We have an accurate measurement of our emissions, but we do not seem to be, as a country, taking into account our positives, our sequestration. As I said, the amount of carbon stored in soil is huge. In an effort to get a better understanding of what was available, I visited a group in the Atherton Tablelands about six weeks ago. They are scientifically measuring wood lots that they have planted along waterways and fence lines in that high rainfall area of the Atherton Tablelands. They know exactly how much carbon they are sequestering in farm forestry without impacting on the productivity of their farms. We are not taking any of that into account. While I was in North Queensland, I went to James Cook University and I visited Professor Rocky de Nys. Professor de Nys is working on algae and the ability that it has to sequester carbon. Algae grows by 20 per cent a day, so every five days it doubles its mass. At the moment there are plans to co-locate an algae plant with the Loy Yang power station in the Latrobe Valley in Gippsland. That is something that is innovative, that we should be looking at. The algae can be processed for biofuels, for other oil uses. The dry matter can be a high protein feed or can even be fed back through to the power station. We should be looking at innovative ways; we should be backing Australian innovation to overcome this problem. Government legislation and bureaucracy will not fix a problem as complicated as this.

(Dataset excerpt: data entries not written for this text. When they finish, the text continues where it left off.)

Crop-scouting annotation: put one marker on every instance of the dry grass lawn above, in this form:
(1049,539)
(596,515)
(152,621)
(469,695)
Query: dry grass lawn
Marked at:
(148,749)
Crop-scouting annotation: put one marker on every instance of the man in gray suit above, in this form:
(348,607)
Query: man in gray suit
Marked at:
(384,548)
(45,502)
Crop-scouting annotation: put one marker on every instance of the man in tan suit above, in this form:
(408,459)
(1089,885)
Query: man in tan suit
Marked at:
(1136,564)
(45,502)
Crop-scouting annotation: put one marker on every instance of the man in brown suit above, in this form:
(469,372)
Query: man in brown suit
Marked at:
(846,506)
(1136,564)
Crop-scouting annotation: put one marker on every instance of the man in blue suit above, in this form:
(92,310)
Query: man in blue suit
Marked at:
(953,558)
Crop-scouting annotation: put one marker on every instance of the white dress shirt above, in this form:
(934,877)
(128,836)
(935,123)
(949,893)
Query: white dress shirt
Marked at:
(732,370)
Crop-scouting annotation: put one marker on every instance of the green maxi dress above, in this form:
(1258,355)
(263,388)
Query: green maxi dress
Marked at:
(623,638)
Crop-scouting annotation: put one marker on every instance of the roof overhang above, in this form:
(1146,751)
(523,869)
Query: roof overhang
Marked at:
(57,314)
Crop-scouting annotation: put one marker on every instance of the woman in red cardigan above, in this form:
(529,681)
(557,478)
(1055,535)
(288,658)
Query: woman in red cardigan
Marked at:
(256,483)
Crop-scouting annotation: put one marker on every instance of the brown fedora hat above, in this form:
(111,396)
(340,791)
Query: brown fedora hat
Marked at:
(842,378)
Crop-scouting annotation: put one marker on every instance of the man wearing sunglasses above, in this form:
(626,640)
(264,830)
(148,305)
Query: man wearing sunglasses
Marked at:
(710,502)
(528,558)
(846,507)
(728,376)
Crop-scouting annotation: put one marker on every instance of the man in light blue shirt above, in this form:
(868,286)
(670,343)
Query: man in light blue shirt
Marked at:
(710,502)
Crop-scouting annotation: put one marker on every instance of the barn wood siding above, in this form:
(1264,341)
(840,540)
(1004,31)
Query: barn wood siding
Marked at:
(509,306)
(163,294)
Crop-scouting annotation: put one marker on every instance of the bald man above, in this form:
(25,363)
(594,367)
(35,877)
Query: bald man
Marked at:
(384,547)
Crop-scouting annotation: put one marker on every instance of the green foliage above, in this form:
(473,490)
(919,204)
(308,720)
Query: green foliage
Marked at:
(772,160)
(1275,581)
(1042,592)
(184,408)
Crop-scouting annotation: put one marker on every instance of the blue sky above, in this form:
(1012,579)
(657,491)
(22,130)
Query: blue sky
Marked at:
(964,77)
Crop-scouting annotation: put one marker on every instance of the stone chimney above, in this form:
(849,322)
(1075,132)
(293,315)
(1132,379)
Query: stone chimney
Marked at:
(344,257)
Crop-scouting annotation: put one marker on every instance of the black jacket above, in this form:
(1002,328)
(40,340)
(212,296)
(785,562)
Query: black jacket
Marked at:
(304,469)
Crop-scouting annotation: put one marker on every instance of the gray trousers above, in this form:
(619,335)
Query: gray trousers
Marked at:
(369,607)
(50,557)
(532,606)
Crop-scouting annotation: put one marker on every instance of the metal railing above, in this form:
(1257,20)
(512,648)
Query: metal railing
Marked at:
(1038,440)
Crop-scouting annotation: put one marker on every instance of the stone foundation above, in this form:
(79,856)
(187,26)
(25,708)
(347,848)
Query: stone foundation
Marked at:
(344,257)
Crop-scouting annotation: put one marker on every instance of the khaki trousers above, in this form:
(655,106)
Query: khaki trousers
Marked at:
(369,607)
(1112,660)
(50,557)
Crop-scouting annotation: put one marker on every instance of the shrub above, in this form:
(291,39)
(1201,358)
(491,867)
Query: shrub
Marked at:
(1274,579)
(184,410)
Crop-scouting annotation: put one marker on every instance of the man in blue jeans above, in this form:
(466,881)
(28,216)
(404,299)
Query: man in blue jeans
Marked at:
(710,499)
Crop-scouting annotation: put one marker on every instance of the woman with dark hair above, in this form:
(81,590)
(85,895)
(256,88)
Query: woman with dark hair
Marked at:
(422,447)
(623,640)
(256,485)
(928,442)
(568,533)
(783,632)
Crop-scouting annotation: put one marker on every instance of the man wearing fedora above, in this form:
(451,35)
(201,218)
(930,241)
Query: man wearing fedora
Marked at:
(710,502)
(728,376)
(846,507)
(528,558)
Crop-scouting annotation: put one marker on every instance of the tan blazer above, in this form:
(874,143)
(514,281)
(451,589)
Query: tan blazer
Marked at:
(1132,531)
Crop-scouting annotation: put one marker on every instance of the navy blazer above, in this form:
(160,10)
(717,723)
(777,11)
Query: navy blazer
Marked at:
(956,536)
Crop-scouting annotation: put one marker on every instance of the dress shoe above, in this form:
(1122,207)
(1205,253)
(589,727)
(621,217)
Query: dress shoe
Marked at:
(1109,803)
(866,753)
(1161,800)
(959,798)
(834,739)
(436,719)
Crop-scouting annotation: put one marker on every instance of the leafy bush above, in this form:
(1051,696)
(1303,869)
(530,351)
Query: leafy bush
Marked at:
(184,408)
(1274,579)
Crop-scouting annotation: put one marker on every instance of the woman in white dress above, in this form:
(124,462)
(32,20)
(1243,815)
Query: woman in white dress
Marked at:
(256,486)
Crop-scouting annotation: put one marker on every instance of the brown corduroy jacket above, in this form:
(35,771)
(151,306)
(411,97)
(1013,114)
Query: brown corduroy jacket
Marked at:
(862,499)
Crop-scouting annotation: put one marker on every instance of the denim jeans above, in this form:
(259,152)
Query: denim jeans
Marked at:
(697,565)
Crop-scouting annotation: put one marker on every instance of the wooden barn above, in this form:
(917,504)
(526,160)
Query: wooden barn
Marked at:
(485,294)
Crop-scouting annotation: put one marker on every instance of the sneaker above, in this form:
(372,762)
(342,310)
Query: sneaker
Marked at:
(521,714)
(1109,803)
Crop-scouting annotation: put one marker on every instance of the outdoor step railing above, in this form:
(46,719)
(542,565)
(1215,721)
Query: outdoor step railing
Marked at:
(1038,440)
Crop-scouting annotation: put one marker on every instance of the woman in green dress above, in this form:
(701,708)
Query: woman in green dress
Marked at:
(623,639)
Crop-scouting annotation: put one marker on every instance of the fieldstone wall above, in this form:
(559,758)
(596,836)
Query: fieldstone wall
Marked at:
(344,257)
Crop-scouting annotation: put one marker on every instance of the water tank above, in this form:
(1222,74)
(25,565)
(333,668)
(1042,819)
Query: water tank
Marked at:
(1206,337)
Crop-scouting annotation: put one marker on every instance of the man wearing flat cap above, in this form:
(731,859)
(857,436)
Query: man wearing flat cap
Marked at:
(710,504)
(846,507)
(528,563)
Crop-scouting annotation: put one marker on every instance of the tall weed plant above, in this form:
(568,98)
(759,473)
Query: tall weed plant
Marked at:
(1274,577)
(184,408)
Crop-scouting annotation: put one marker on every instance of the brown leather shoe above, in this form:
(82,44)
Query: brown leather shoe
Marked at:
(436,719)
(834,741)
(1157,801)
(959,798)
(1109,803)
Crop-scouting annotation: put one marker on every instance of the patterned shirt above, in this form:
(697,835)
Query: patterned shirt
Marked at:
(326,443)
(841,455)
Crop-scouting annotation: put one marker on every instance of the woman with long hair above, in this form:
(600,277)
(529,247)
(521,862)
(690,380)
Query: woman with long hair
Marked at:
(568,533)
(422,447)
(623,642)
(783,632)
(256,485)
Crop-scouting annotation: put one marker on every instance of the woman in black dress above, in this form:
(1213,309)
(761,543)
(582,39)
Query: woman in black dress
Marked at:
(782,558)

The other question I would like to ask is: how are our Australian manufacturing companies going to adapt to a low-emissions future if they are being severely impacted financially? If they have had to pay 10, 20, 30 per cent tax on top of what they are paying at the moment, how are they going to have the scope or ability to adapt to a changing emissions scheme? The other thing: if we are taxing energy to change our behaviour, how are we going to explain to our elderly in aged-care homes next summer or the summer after that they have to turn the air conditioning off? At the moment we do not have an alternative. We are taxing energy and we do not have an alternative. We are going to create two Australias. We are going to create an Australia of affluence that will just pay the tax and go on regardless—I do not know anyone in the eastern suburbs of Sydney that will change their lifestyle; the people of rural Australia, our elderly, our disadvantaged, the ones who cannot pass this tax on, are going to be severely disadvantaged.

With respect to my colleagues who are following, I would leave with this thought: we do not need to rush into this. We do not need to have a moral fight across this House on this. This is far too important. I would ask this House and the government to back Australia, back its innovation, back its resourcefulness and let Australia solve this problem in a positive way rather than using the bureaucratic sledgehammer.